The SEVEN stories that impact your life

  1. FedNewsRadio: Cuts to military pay and benefits can’t wait, Pentagon tells Congress – “Pentagon leaders say the reductions to military personnel spending they are proposing as part of the fiscal 2015 budget weren’t easy decisions, but Congress needs to okay them this year, or the overall military budget picture will get far gloomier over the next five years.”

  2. Washington Post: Secret Service incident in Netherlands was on heels of car wreck during Obama’s Miami trip – “As the U.S. Secret Service arrived in the Netherlands last weekend for a presidential trip, managers were already on high alert to avoid any further em­barrassing incidents involving agents. The agency’s director had admonished supervisors after two counter-sniper officers suspected of drinking were involved in a March 7 car accident during a presidential visit to Miami, according to several people with knowledge of the incident. The driver passed a field sobriety test and was not arrested.”

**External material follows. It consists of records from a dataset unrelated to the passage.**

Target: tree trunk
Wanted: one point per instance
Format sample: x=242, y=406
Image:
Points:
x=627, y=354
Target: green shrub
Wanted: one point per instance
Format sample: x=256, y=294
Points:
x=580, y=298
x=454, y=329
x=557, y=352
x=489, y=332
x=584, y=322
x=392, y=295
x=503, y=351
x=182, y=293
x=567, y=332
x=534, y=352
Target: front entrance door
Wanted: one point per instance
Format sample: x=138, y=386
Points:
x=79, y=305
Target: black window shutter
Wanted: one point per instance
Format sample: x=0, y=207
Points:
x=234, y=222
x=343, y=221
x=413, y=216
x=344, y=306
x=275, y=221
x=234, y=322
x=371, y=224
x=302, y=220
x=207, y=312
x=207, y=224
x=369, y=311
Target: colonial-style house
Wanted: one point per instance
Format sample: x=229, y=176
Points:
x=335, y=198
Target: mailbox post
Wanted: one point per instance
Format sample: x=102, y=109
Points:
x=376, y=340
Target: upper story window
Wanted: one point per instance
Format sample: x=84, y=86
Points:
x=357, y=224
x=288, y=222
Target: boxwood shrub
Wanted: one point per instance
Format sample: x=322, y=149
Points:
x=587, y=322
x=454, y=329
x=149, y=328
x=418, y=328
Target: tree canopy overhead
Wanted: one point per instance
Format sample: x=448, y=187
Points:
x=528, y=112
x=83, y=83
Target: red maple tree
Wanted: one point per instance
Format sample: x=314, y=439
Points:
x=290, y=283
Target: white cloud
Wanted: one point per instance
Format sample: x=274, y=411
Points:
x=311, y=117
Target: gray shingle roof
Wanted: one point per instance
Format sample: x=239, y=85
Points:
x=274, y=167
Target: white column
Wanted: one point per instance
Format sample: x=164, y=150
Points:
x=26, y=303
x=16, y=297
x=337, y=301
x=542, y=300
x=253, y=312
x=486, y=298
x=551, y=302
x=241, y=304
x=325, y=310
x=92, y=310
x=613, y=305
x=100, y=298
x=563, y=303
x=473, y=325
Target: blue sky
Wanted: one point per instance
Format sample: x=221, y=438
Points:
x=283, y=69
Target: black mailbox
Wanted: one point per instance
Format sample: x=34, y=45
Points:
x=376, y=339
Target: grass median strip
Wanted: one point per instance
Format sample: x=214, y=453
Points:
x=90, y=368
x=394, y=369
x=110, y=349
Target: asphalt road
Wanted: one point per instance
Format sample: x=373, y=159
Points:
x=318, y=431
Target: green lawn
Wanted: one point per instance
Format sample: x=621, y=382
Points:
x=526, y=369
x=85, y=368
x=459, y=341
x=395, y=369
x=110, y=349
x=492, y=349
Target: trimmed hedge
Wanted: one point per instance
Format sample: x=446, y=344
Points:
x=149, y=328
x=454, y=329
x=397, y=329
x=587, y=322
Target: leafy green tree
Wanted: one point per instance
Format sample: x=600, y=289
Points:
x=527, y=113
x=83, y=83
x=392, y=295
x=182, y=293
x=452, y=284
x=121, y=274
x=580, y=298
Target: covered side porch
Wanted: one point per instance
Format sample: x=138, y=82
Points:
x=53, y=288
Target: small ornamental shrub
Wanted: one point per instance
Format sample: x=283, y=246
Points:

  3. Washington Post: Even with more than two years to go, the chances for Obama nominees are falling rapidly – “Even with more than two years left in his term, President Obama’s ability to fill many of his administration’s most important jobs is rapidly diminishing. White House officials are scrambling to reassess their confirmation strategy in the wake of two major setbacks this month: the Senate’s rejection of lawyer Debo P. Adegbile to head the Justice Department’s civil rights division and signs that surgeon general nominee Vivek H. Murthy could go down in defeat as well. On Tuesday, the administration appointed Karl Remón Thompson as acting head of the Justice Department’s Office of Legal Counsel — bypassing the Senate confirmation process.”

  4. GovExec: IRS Chief Warns Delivering Documents to Congress Could Take Years – “After three months on the job, Internal Revenue Commissioner John Koskinen faced a grilling on Wednesday from House GOP lawmakers who accused him of withholding internal agency emails demanded in a February subpoena. But Koskinen said his staff is fully responding to the request as originally defined, warning that a broadened interpretation of which categories of documents are relevant ‘will get you not thousands but millions of documents, and we’ll be at this not for months, but for years.’”

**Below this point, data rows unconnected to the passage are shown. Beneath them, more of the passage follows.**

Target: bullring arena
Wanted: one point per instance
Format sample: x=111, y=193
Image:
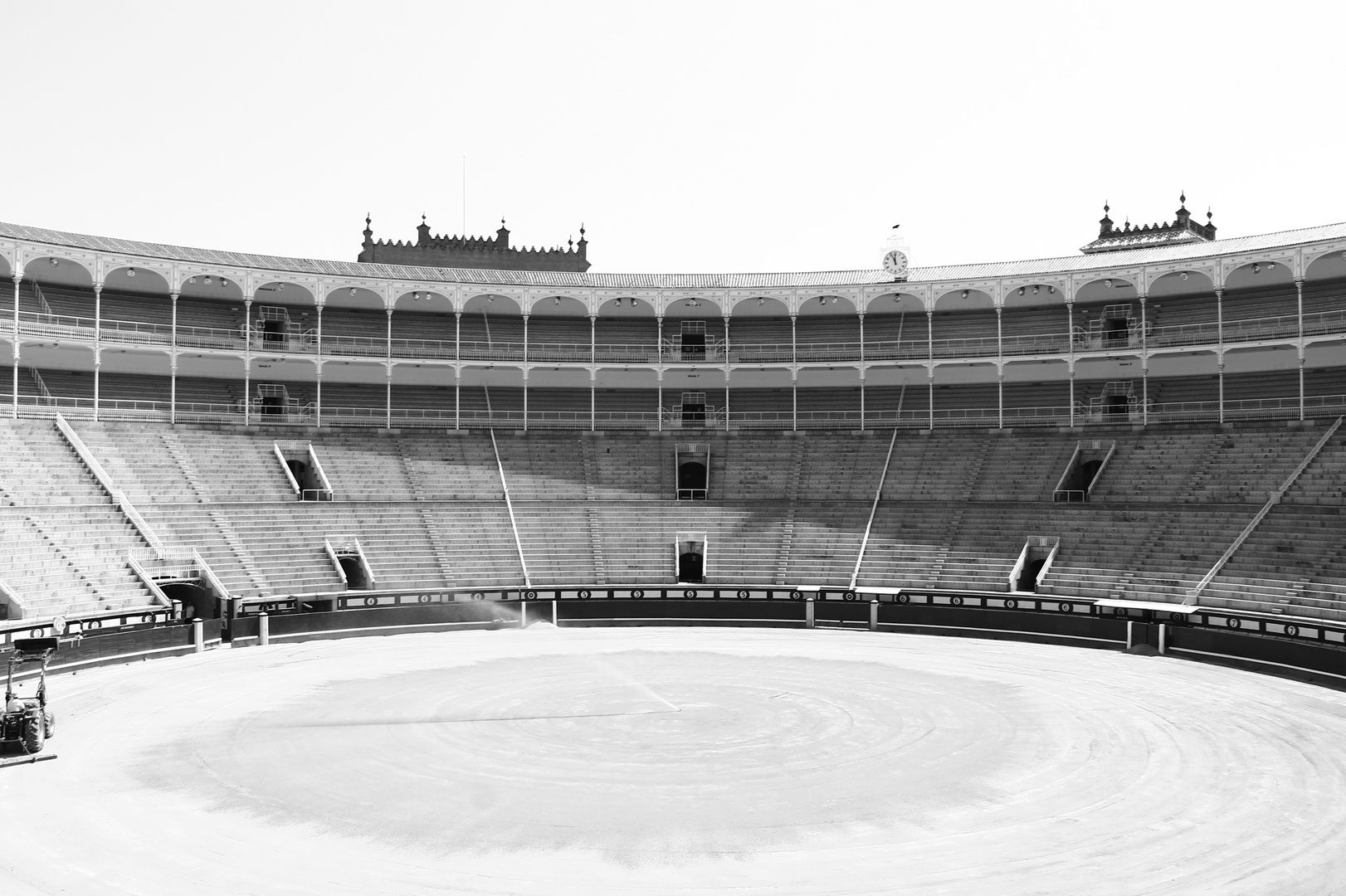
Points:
x=1017, y=577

  5. FedNewsRadio: OPM’s focus in hiring reform shifting from speed to quality – “Starting this year, agencies will no longer be required to report the percentage of new hires completed in under 80 days as mandated in a 2010 OPM roadmap to improve the hiring process. Agencies will still report the average number of days a new hire takes.”

  6. GovExec: Bill Would Give Feds a 3.3 Percent Pay Raise in 2015 – “Federal employees would receive a 3.3 percent pay raise in 2015 under a House bill unveiled by a Washington-area lawmaker. The legislation, introduced by Rep. Gerry Connolly, D-Va., would apply the increase to both General Schedule employees and wage-grade workers.”

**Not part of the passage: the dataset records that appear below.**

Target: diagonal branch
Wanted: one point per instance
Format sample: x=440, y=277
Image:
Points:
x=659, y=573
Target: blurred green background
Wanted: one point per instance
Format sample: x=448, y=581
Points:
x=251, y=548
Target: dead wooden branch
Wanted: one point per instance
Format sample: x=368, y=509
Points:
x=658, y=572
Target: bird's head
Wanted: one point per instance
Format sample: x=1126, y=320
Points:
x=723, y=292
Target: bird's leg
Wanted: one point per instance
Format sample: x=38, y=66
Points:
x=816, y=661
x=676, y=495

  7. Gigaom: Amazon Launches Workspaces, New Government Certifications and (Finally) Price Cuts! – Amazon Web Services has received Defense Department approval, meaning that the AWS GovCloud, which earlier received FedRAMP certification, can be used by “more security-aware agencies,” GigaOm reports.

DorobekINSIDER water-cooler fodder… yes, we’re trying to help you make your water-cooler time better too…

  • Tim O’Reilly on the challenges of getting the best and brightest in government technology: “They have no use for someone who looks and dresses like me”: Bringing in Silicon Valley’s best and brightest is a powerful part of the solution, but it can blind us to the harder work still to be done.The most poignant lesson comes at the end of the article, when Google Site Reliability Engineer Mikey Dickerson (the guy in the T-shirt), reflecting back on his months of nonstop work to fix the broken site, puts words to the social and status structures that so clearly divide the Federal government from “metaphysical Silicon Valley.” “It was only when they were desperate that they turned to us…. They have no use for someone who looks and dresses like me. Maybe this will be a lesson for them. Maybe that will change.”